2007 Limerick Senior Hurling Championship
- Dates: 20 May – 11 November 2007
- Teams: 16
- Sponsor: Limerick's Live 95 FM
- Champions: Adare (3rd title) Donncha Sheehan (captain) Ger O'Loughlin (manager)
- Runners-up: Croom Hugh Flavin (captain) Liam O'Donoghue (manager)
- Relegated: Killeedy

Tournament statistics
- Matches played: 31
- Goals scored: 75 (2.42 per match)
- Points scored: 830 (26.77 per match)
- Top scorer(s): Andrew O'Shaughnessy (3–32)

= 2007 Limerick Senior Hurling Championship =

Annual hurling competition season

The 2007 Limerick Senior Hurling Championship was the 113th staging of the Limerick Senior Hurling Championship since its establishment by the Limerick County Board in 1887. The championship ran from 20 May to 11 November 2007.

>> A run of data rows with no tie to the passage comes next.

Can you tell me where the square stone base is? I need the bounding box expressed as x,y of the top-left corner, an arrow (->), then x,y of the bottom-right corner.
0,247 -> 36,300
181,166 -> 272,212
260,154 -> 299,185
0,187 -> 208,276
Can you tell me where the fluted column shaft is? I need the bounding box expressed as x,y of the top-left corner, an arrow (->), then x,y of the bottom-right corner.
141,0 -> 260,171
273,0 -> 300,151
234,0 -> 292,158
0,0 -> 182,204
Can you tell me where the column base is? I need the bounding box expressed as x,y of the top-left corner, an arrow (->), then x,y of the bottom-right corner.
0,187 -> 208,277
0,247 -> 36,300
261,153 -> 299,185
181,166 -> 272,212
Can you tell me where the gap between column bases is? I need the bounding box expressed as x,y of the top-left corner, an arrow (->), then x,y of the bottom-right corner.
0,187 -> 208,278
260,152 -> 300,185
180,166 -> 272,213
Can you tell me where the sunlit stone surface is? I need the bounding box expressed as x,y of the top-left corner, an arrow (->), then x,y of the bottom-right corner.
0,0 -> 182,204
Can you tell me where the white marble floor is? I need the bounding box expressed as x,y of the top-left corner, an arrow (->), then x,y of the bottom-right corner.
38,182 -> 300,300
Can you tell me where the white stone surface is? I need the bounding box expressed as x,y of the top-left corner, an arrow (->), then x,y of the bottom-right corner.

Bruree entered the championship as the defending champions, however, they were beaten by Claughaun in the third round. Killeedy were relegated.

The final was played on 11 November 2007 at the Gaelic Grounds in Limerick, between Adare and Croom, in what was their first ever meeting in the final. Adare won the match by 0–14 to 0–05 to claim their third championship title overall and a first title in five years.

Kilmallock's Andrew O'Shaughnessy was the championship's top scorer with 3–32.